I remember there was another time when I wanted to be like someone, but then nothing came of it and I realised how stupid it was so that was alright. I didn't hate myself because of that.
I used to pride myself on being multi-talented. I am. I work hard at being good at certain things, enough to be impressive at certain times. And it's something that I genuinely have a passion for. Not just to impress people. I practised and practised and perfected and continued.
I became what I did.
I was the guy who cubed, the guy who juggled, the guy who would beatbox occaisonally, top in maths, had seven hobbies and was perfecting them all at the same time. I wanted to do more.
I think my problem was that I assumed that everyone could do what I could, they just needed to want to.
Everyone's character was the same to me. Everyone's character was the same as me. Only what they did, or what they achieved set them apart. So I judged them as such.

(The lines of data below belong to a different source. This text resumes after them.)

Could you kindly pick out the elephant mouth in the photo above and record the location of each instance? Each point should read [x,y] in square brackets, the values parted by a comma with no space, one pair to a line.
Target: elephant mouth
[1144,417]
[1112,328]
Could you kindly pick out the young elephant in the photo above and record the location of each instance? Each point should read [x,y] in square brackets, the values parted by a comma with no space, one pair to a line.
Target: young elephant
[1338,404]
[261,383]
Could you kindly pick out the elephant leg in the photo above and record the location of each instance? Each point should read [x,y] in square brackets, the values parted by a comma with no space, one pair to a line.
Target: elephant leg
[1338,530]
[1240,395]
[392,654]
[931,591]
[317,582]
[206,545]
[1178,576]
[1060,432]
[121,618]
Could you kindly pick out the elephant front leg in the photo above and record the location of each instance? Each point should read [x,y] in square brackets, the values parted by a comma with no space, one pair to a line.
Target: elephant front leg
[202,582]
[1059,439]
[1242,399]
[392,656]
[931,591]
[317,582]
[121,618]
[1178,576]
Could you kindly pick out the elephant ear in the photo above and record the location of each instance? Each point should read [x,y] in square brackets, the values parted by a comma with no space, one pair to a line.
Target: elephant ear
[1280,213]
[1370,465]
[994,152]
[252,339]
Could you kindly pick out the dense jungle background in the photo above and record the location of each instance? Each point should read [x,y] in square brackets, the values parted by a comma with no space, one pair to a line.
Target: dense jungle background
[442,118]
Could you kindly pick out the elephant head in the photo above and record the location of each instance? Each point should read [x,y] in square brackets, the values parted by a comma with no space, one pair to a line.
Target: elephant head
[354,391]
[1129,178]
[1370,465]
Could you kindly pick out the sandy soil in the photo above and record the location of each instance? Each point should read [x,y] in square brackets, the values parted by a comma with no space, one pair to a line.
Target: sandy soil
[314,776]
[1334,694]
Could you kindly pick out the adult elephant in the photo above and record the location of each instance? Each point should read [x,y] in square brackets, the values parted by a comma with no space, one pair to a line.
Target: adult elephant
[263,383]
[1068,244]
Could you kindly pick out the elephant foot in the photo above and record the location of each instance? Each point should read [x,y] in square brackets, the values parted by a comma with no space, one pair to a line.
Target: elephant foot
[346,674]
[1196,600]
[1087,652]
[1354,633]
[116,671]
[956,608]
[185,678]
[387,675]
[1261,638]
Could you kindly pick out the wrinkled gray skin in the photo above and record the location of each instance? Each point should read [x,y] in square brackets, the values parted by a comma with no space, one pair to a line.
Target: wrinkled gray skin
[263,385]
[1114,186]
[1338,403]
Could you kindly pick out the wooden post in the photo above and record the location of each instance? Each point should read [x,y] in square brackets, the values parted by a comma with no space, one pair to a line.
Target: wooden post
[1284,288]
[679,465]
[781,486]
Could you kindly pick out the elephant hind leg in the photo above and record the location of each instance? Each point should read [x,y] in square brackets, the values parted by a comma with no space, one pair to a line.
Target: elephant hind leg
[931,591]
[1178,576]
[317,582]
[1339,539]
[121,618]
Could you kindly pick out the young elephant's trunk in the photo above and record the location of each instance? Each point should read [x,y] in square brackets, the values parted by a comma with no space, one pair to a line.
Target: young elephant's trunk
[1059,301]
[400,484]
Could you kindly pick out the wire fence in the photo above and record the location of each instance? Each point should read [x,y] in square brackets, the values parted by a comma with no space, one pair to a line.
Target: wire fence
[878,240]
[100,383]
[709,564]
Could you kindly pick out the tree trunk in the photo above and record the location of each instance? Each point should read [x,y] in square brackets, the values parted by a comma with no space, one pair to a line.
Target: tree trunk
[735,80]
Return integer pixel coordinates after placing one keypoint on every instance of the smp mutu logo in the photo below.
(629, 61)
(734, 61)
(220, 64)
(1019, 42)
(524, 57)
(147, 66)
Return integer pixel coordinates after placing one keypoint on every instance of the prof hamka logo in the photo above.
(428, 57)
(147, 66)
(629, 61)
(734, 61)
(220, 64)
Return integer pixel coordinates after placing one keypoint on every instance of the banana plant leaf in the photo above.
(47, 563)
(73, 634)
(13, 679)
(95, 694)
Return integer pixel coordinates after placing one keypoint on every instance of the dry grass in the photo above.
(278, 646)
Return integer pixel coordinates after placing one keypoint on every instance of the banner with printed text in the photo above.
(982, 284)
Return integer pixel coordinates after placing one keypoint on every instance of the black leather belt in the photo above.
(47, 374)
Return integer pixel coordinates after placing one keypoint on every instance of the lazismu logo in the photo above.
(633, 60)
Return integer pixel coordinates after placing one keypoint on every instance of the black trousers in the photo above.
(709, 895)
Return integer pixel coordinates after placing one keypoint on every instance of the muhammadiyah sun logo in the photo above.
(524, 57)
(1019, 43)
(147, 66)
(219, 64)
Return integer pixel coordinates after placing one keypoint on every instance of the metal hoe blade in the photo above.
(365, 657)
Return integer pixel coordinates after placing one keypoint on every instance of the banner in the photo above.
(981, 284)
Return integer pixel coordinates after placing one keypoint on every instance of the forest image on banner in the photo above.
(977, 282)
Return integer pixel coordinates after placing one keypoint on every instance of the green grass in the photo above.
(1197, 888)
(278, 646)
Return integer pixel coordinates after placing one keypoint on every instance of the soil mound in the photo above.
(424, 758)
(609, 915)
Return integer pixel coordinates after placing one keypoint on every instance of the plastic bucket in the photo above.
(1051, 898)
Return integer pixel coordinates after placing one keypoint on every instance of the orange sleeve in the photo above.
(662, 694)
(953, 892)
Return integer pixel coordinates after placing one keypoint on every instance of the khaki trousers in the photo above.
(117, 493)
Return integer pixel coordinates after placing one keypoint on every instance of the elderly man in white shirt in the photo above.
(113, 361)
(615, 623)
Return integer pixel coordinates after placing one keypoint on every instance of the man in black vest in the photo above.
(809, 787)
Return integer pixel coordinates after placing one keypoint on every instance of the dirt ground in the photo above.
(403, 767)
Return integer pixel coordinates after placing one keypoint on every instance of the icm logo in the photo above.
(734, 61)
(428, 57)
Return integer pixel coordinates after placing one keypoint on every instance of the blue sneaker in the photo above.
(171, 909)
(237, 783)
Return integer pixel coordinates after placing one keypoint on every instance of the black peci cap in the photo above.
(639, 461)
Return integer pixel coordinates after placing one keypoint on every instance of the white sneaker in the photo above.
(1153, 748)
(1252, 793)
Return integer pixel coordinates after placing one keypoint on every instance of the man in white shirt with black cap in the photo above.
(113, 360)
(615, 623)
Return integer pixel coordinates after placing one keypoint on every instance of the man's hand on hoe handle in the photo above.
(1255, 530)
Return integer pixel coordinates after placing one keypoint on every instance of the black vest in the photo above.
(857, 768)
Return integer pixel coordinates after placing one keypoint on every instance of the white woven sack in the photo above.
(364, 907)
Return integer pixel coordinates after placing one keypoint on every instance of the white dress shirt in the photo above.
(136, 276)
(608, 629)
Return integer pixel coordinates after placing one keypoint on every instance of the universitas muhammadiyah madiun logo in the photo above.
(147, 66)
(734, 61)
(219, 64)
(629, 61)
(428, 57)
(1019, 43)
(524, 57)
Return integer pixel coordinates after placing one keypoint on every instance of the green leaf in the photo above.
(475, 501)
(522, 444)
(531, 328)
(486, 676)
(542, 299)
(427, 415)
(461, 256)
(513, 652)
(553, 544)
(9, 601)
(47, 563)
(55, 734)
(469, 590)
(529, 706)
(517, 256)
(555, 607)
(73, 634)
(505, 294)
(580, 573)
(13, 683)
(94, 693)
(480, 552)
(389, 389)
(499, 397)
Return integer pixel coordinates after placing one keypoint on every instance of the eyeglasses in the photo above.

By the distinctions they had, the CCA they were in, the friends they had, the people they liked, the books they read, their taste in shoes, the number of medals they had to show for. I think I was looking for wrong things. When I should have been asking
why?
I never asked the question until someone asked me. And you know what? buggered if I know.
Army's good that way. It changed me a lot. It showed me that not everyone's like me. Some of them just aren't very nice people. Some are just absolute bastards. It showed me I can be an absolute bastard. It showed me that people have reasons for doing things. Different from mine.
The best time of my life:
Telling me why she's an atheist.
Telling me why that everything in the world is possible.
Telling me what sort of music he wants to make.
Telling me that dream he had.
Telling me that story she wrote.
a room, a teacher, classmates, a lesson, viciously being ignored by two individuals, only ever wanting to learn the mind hidden behind mask.